Cyclops
Euripides
Euripides. The Plays of Euripides, Translated into English Prose from the Text of Paley. Vol. II. Coleridge, Edward P., translator. London: George Bell and Sons, 1891.
- They are rovers; no man obeys another in anything.
- Do they sow Demeter’s grain, or on what do they live?
- On milk and cheese and flesh of sheep.
- Have they the drink of Bromius, the juice of the vine?
- No indeed! and thus it is a joyless land they dwell in.
- Are they hospitable and reverent towards strangers?
- Strangers, they say, supply the daintiest meat.
- What, do they delight in killing men and eating them?
- No one has ever arrived here without being butchered.
- Where is the Cyclops himself? inside his dwelling?
- He is gone hunting wild beasts with hounds on Aetna.
- Dost know then what to do, that we may be gone from the land?
- Not I, Odysseus; but I would do anything for thee.
- Sell us food, of which we are in need.
- There is nothing but flesh, as I said.
- Well, even that is a pleasant preventive of hunger.
- And there is cheese curdled with fig-juice, and the milk of kine.
- Bring them out; a man should see his purchases.

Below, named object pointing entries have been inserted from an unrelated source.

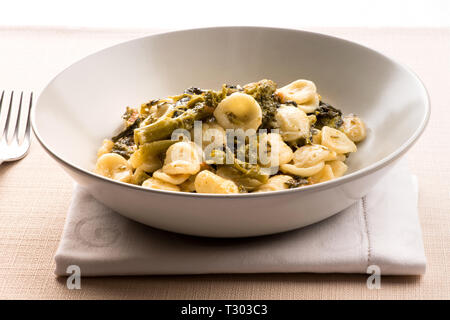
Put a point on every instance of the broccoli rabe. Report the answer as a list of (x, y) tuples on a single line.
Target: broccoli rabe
[(264, 93), (327, 115), (124, 142)]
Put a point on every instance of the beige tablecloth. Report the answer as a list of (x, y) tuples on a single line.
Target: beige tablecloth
[(35, 192)]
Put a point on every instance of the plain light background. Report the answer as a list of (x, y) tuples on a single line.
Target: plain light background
[(164, 14)]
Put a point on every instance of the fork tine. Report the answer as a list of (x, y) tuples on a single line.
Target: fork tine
[(12, 124), (4, 112), (24, 127)]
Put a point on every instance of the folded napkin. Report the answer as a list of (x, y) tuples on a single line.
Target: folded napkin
[(381, 229)]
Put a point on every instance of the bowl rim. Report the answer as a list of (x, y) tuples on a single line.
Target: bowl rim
[(306, 189)]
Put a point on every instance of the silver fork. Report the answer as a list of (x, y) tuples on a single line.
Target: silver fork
[(14, 125)]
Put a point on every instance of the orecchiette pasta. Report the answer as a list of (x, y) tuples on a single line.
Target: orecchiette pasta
[(114, 166), (337, 141), (171, 178), (155, 183), (278, 152), (323, 175), (239, 111), (275, 183), (302, 92), (312, 154), (106, 147), (208, 182), (293, 122), (302, 172), (182, 158), (240, 139), (354, 128), (339, 168)]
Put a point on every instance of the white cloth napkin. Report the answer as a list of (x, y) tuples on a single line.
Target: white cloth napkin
[(382, 229)]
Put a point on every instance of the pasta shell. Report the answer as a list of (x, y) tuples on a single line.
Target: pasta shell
[(154, 183), (354, 128), (171, 178), (239, 111), (337, 141), (302, 172), (114, 166), (208, 182), (292, 122)]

- But tell me, how much gold wilt thou give me in exchange?
- No gold bring I, but Dionysus’ drink.
- Most welcome words! I have long been wanting that.
- Yes, it was Maron, the god’s son, who gave me a draught.
- What! Maron whom once I dandled in these arms?
- The son of the Bacchic god, that thou mayst learn more certainly.
- Is it inside the ship, or hast thou it with thee?